Boston's BayBanks Inc. is beefing up the list of mutual funds it offers its customers, adding a few well-known names while dropping others.

The $10.5 billion-asset banking company now offers more than 50 funds, including, its proprietary BayFunds.

Added to the list were portfolios from Franklin Resources, John Nuveen & Co., and Fidelity Investments' Advisor family of mutual funds. At the same time, BayBanks trimmed some of its offerings from Putnam Investments and Eaton Vance Distributors.

In recent months, many banks have slashed their lists to only a handful of outside and proprietary funds. BayBanks' decision to broaden its investment options may be a sign that banks have cut enough.

Geoffrey H. Bobroff, a mutual fund consultant based in East Greenwich, R.I., said many banks have had to limit the funds they carry to those few that offer the best support and margin for profit, while not overly competing with any proprietary funds the bank might carry.

But rocky markets and flaccid returns on some mutual fund investments have led many investors to demand broader options, he said. And regulators are looking more closely at how banks choose the funds they carry. The combined pressure, he said, is causing many banks to reexamine their short lists.

"I think bankers came into the business thinking they were going to have a handful of fund offerings," said Mr. Bobroff. "Maybe now they think they pruned too much and are going the other way."

Richard F. Pollard, vice chairman of BayBanks, said he doesn't see any reason why banks should cut their lists of fund offerings.

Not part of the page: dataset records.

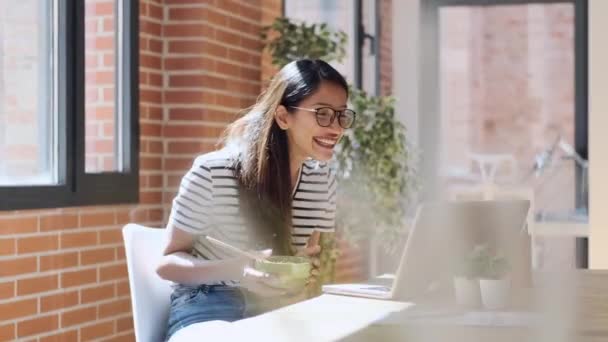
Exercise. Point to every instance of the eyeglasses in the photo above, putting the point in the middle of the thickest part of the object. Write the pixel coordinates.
(327, 115)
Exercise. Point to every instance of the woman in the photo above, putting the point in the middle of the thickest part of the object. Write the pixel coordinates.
(269, 187)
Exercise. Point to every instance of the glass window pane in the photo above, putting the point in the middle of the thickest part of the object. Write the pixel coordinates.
(507, 87)
(28, 149)
(100, 86)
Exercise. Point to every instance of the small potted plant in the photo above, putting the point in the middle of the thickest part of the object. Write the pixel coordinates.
(494, 281)
(466, 278)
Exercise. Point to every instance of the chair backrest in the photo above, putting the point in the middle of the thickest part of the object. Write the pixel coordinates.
(150, 294)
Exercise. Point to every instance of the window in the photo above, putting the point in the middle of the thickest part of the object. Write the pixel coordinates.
(507, 79)
(68, 103)
(359, 20)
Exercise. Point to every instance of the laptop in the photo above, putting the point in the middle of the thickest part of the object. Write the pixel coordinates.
(441, 235)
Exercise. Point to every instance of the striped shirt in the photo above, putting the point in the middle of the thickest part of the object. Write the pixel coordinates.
(208, 204)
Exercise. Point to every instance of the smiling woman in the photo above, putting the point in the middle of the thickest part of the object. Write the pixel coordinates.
(269, 187)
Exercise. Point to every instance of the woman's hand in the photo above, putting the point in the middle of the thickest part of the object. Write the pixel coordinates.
(312, 250)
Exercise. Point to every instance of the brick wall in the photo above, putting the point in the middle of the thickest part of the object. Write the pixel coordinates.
(508, 87)
(386, 44)
(20, 62)
(100, 67)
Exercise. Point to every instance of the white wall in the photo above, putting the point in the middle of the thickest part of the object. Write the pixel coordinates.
(598, 134)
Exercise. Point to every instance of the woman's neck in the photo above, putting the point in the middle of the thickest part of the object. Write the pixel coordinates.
(294, 169)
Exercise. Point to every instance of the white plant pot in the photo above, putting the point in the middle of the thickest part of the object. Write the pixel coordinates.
(467, 292)
(495, 294)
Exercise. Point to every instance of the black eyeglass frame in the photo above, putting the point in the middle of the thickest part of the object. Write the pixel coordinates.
(336, 113)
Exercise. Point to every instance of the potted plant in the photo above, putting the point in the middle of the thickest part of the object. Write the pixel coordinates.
(373, 161)
(466, 278)
(494, 281)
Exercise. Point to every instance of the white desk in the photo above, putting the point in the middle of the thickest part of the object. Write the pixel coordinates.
(331, 318)
(325, 318)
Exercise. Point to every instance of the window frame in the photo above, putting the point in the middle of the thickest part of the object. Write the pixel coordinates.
(76, 187)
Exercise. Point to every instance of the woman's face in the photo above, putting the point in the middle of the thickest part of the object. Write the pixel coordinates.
(306, 138)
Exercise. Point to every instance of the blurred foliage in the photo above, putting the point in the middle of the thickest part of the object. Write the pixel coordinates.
(301, 40)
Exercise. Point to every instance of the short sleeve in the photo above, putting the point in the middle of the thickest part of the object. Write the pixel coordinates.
(192, 205)
(330, 211)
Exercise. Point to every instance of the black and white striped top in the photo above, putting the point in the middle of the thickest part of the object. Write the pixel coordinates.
(208, 204)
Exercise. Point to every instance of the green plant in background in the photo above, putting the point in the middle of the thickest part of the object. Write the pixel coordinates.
(301, 40)
(375, 173)
(374, 161)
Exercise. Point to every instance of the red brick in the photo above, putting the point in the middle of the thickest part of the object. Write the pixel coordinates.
(150, 27)
(78, 316)
(148, 95)
(76, 278)
(120, 251)
(97, 293)
(150, 197)
(150, 163)
(178, 163)
(97, 219)
(124, 324)
(150, 61)
(18, 225)
(192, 131)
(66, 336)
(7, 332)
(58, 222)
(122, 288)
(58, 261)
(37, 325)
(79, 239)
(37, 244)
(150, 129)
(7, 247)
(114, 308)
(96, 9)
(197, 47)
(7, 290)
(156, 11)
(156, 45)
(112, 272)
(96, 256)
(13, 267)
(188, 13)
(188, 63)
(188, 97)
(59, 301)
(188, 30)
(96, 331)
(37, 284)
(110, 236)
(21, 308)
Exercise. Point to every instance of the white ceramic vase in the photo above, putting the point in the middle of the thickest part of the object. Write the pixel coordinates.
(467, 292)
(495, 294)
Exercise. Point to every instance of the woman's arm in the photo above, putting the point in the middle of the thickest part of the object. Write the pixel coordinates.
(178, 265)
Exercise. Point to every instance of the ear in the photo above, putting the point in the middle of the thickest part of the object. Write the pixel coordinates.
(280, 116)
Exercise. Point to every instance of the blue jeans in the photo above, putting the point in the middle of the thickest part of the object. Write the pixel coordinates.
(202, 303)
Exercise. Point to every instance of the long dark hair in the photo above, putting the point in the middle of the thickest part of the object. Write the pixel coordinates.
(263, 168)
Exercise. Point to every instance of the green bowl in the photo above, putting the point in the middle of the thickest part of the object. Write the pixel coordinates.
(292, 271)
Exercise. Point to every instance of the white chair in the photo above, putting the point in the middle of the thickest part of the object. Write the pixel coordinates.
(150, 294)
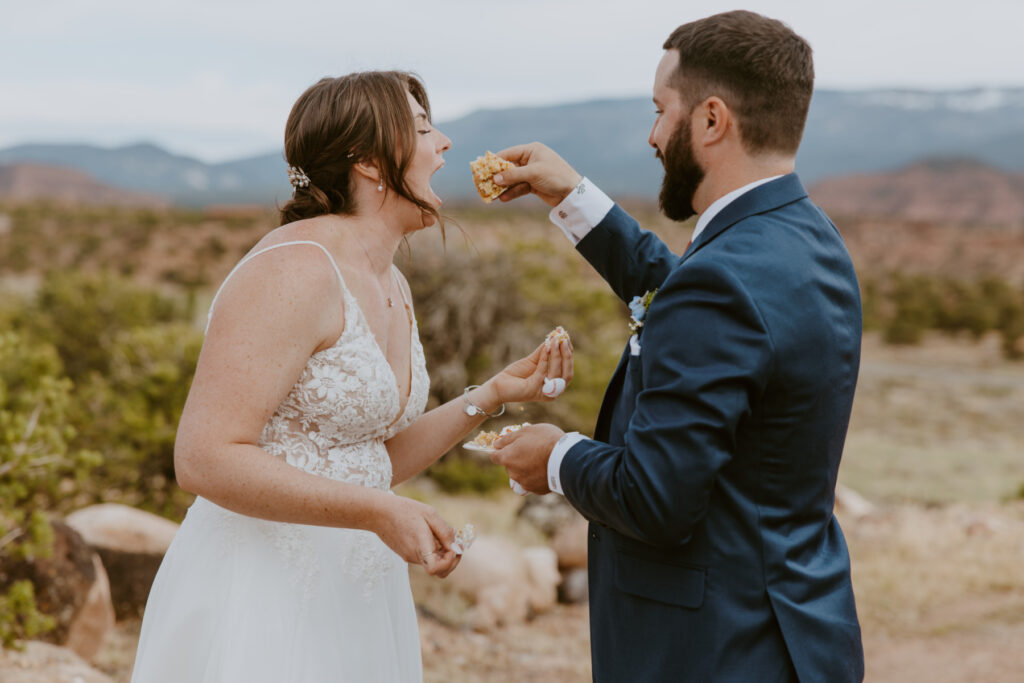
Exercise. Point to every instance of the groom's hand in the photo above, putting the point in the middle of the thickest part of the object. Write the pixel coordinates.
(540, 171)
(524, 454)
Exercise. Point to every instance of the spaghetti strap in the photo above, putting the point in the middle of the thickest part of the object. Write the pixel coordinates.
(334, 264)
(401, 290)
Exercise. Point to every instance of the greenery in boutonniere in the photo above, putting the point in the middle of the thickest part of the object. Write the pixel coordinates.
(638, 307)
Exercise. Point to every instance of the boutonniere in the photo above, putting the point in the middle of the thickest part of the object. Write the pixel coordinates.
(638, 309)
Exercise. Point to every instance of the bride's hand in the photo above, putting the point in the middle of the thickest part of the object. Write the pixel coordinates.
(523, 380)
(418, 534)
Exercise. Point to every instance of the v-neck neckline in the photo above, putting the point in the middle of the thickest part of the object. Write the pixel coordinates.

"It was clear to us that people want a wider choice of funds," Mr. Pollard said.

While customer demand was a driving force behind the decision to expand, Mr. Pollard admitted that "there is an attractive [profit] margin to working with these outside firms."

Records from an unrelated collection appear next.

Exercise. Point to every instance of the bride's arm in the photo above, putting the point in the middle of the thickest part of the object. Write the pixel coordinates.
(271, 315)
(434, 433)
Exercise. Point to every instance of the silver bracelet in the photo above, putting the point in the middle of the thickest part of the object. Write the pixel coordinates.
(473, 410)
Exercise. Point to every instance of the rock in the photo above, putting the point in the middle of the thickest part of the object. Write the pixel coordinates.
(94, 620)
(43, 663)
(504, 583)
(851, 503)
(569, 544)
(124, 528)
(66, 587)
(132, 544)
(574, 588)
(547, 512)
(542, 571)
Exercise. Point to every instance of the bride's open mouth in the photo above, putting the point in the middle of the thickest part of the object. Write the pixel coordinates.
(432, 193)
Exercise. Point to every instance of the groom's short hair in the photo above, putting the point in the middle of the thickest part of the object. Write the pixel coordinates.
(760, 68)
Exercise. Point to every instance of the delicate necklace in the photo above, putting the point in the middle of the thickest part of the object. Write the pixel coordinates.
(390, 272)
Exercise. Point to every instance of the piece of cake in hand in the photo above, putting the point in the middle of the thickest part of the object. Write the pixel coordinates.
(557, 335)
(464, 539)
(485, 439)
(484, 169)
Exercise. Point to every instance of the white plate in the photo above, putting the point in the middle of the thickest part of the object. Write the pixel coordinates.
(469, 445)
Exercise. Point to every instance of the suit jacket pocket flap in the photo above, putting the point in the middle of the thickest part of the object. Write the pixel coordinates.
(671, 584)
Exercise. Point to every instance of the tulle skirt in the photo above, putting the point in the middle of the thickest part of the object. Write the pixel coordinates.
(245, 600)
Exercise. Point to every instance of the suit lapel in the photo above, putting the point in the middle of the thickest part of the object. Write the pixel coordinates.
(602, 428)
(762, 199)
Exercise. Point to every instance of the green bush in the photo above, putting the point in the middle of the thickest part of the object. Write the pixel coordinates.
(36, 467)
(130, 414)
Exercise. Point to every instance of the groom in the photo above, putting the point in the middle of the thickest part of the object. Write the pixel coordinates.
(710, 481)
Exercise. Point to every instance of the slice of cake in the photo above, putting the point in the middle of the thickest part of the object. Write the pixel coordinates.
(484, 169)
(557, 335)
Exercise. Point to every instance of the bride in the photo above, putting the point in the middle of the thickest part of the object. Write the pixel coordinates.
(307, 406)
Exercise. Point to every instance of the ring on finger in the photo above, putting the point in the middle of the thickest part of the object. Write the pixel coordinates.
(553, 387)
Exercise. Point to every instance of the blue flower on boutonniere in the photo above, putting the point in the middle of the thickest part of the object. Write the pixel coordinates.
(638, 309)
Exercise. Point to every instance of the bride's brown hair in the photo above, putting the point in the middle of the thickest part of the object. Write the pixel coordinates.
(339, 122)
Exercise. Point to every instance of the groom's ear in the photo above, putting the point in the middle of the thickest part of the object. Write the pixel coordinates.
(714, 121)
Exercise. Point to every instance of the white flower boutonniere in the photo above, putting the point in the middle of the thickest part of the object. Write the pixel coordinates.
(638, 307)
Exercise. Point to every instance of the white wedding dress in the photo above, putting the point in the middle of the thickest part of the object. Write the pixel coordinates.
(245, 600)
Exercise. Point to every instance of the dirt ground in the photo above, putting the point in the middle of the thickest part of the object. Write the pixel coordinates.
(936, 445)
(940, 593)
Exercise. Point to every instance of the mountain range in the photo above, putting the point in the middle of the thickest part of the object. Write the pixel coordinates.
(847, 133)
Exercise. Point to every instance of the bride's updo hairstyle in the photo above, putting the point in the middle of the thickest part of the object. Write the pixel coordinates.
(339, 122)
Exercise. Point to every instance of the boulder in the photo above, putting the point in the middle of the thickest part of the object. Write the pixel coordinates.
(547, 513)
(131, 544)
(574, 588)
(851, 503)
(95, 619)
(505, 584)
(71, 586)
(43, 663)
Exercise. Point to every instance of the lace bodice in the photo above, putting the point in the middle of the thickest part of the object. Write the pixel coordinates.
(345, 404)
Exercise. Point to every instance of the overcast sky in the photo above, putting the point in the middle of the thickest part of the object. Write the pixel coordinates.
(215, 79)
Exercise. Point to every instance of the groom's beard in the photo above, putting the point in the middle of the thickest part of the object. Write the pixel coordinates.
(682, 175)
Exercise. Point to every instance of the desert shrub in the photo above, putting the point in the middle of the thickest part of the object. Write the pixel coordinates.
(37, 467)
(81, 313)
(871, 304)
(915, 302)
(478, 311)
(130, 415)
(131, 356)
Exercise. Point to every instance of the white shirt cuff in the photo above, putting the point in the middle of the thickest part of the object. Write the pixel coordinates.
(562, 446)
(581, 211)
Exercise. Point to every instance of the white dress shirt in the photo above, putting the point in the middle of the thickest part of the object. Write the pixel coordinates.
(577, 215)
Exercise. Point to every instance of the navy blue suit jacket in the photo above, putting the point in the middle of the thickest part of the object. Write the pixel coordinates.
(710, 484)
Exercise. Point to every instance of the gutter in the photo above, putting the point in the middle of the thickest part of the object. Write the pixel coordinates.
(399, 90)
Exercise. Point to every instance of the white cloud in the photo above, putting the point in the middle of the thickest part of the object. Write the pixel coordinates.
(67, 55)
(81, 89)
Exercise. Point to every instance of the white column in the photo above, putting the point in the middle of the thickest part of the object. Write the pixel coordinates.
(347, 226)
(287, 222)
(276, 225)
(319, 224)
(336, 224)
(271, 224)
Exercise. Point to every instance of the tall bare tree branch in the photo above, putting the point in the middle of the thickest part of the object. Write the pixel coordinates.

Mr. Pollard said, he expects some losses for the bank's BayFunds but says the funds should stay popular with customers looking for no-load investments.

BayBanks is depending on the high name recognition and marketing muscle of companies like Franklin and Fidelity, for example, to bring in more than enough business to make up for any losses in proprietary business, he said.

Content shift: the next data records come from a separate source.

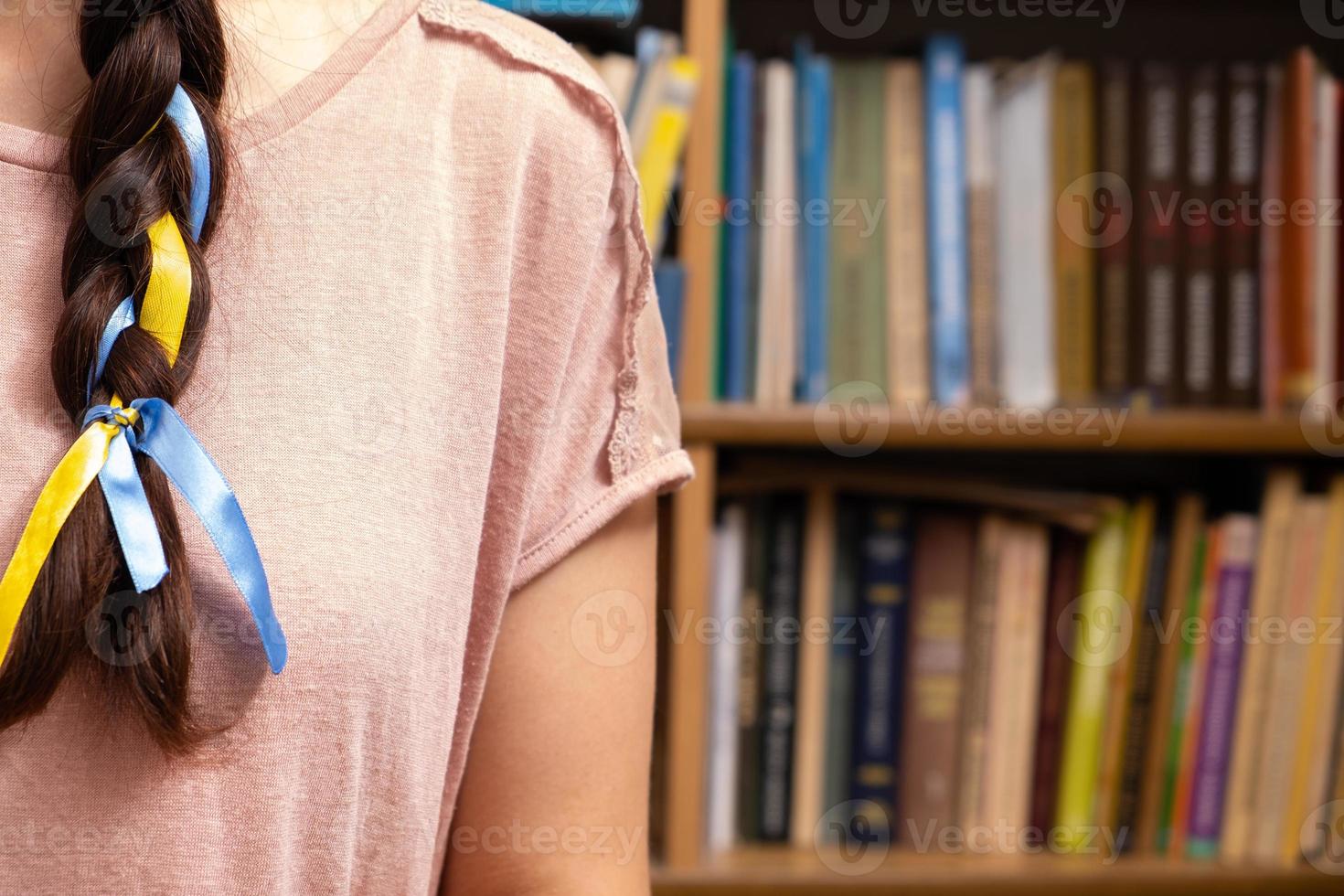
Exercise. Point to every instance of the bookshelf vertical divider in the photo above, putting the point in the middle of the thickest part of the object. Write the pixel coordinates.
(692, 508)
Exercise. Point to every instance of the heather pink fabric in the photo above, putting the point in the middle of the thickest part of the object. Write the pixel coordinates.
(433, 368)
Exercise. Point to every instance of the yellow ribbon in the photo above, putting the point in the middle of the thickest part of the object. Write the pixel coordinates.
(66, 484)
(163, 314)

The bank is also hoping to draw in more customers with the addition of international funds, which have been a hit with investors this year.

The expansion spells good news for companies like Franklin, which are struggling to find new points of sale for their funds in an increasingly crowded marketplace.

Franklin did 25% of its business through banks last year, a company spokeswoman said. Selling through BayBanks' 200 branches will give the mutual fund company a toehold in the competitive Boston market.

"This is the first major bank in Boston that we've done business with," said the spokeswoman. "It's a tremendous opportunity for us."

But not everyone is happy about the changes.

Eaton Vance, which sells 15% to 20% of its mutual funds through bank channels, saw two of four portfolios slashed from BayBanks' short list.

John Trotsky, vice president in charge of marketing, said the company proposed adding more of its funds to BayBanks' roster but the bank declined.

"We don't see that it will make much of a difference in our business," said Mr. Trotsky.

"We were hoping to offer more, but it didn't work out that way."